Primary LanguagePythonMIT LicenseMIT

*Siyan Dong, *Shuzhe Wang, Yixin Zhuang, Juho Kannala, Marc Pollefeys, Baoquan Chen

* Equal Contribution | Video | Poster

In this paper, we propose a scene region classification approach to achieve fast and effective scene memorization with few-shot images for scene coordinate based visual localization. Our insight is leveraging a) pre-learned feature extractor, b) scene region classifier, and c) meta-learning strategy to accelerate training while mitigating overfitting. We evaluate our method on both indoor and outdoor benchmarks. The experiments validate the effectiveness of our method in the few-shot setting, and the training time is significantly reduced to only a few minutes.

The training pipeline: a hierarchical partition tree is built to divide the scene to regions, and then a neural network is trained to map input image pixels to region labels. The network is designed to leverage both scene-agnostic priors (i.e., the feature extractor SuperPoint) and scene-specific memorization (i.e. the classifier that consists of hierarchical classification networks).

The camera pose estimation pipeline: given a query image, the trained network infers correspondences between image pixels and scene regions.
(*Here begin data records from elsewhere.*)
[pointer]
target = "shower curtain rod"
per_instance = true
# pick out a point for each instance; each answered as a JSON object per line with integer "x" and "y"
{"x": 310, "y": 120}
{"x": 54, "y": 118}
Since each scene region corresponds to a set of scene coordinates, 2D-3D correspondences are built between image pixels and scene coordinates. Followed by a PnP algorithm with RANSAC, the camera pose is solved by optimization.


We provide our camera pose accuracy on the 7-Scenes dataset and Cambridge landmarks. Note that for both few-shot and original (full-training set) memorization, we use the same network capacity (∼40 MB).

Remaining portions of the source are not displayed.